If you’ve been to Germany, you’d know that the country’s folklore is absolutely stacked with urban legends right out of your nightmares. That’s why it’s next to impossible to pick out the scariest one, so we went ahead and chose something with a more poetically-tragic feel to it.
Lorelei is the local name for a large rock on the bank of the river Rhine, as well a legendary siren that has been seemingly haunting the area for a long time now. As it goes, she only shows herself to fishermen lost at sea, beckoning them towards her as safe refuge. Of course, like most urban legends, it heavily relies on men simply forgetting everything they’re doing to go after a pretty woman, which may as well be true.
As expected, the sailors – enchanted by the beauty of a suspiciously beautiful woman in the middle of nowhere – start heading towards her, only to be crushed and drowned by the treacherous rocks of the shore. While other versions of this legend exist around the world, this one may have some truth to it, in the way that those rocks can actually kill you if you happen to crash into them.
2. The Beijing Ghost Bus
While there are many variations of this legend out there, the common theme remains the same.

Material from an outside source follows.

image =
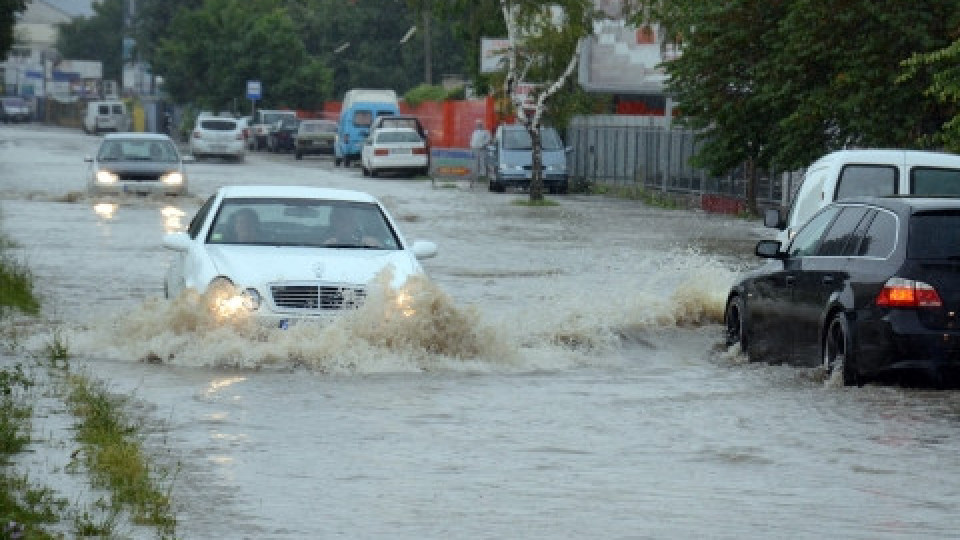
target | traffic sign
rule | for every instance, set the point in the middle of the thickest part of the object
(254, 91)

On November 14, 1995, two men flagged down the last bus going to Beijing’s Fragrant Hills. The driver didn’t want to let them on at first, as they weren’t at a bus stop, though when he does, he sees that it’s actually three men. The two men from earlier were providing support to a third man with long hair who wasn’t in his senses, and all of them were curiously dressed up in Qing Dynasty robes.

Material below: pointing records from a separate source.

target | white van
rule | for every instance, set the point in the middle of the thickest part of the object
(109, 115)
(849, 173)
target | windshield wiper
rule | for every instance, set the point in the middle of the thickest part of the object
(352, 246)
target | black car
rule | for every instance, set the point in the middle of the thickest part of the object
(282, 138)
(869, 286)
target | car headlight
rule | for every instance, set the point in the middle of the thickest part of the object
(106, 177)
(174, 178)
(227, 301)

According to some versions, all three were really pale, almost like… ghosts. As the other passengers got off at their stops, it was just down to two people at the end: a young man and an old woman (some versions say it was an old man). Suddenly, the woman started accusing him of theft, and insisted that they get off at the next stop to go to the nearest police station. As soon as they did, she told him that it was all a ruse to get him the hell off that bus, as she had noticed that the three men from earlier didn’t have any feet.
We don’t know if this is true, but apparently, the bus was found a few miles from its intended destination the next morning. In it were three decomposing bodies: the driver, the conductor and a mysterious unidentified man with long hair.
1. The Rake
The Rake – also known as the Fallen Angel in some regions – shows up in urban legends around the world, though its most recent sightings have largely been in Europe.
According to the sightings, it’s a humanoid creature almost as tall as an average human, with ghoulish, hairless skin and wide, hollow eyes. It’s said to linger in suburban, bushy areas, and shows up in almost the same position; sitting on the edge of your bed in the middle of the night. Apparently, it can also enter your dreams and eat your sanity, which is just overpowered at this point.
The difference between the Rake and most other entries on this list is that there are many corroborating accounts of the supposed creature, going all the way back to the 12th century. It has been caught on camera multiple times, too, including this scarily-convincing clip from Catalonia, Spain. While we don’t know if there is actually a ghostly species of Voldemort-like creatures living among us, this one is definitely backed by quite a bit of evidence.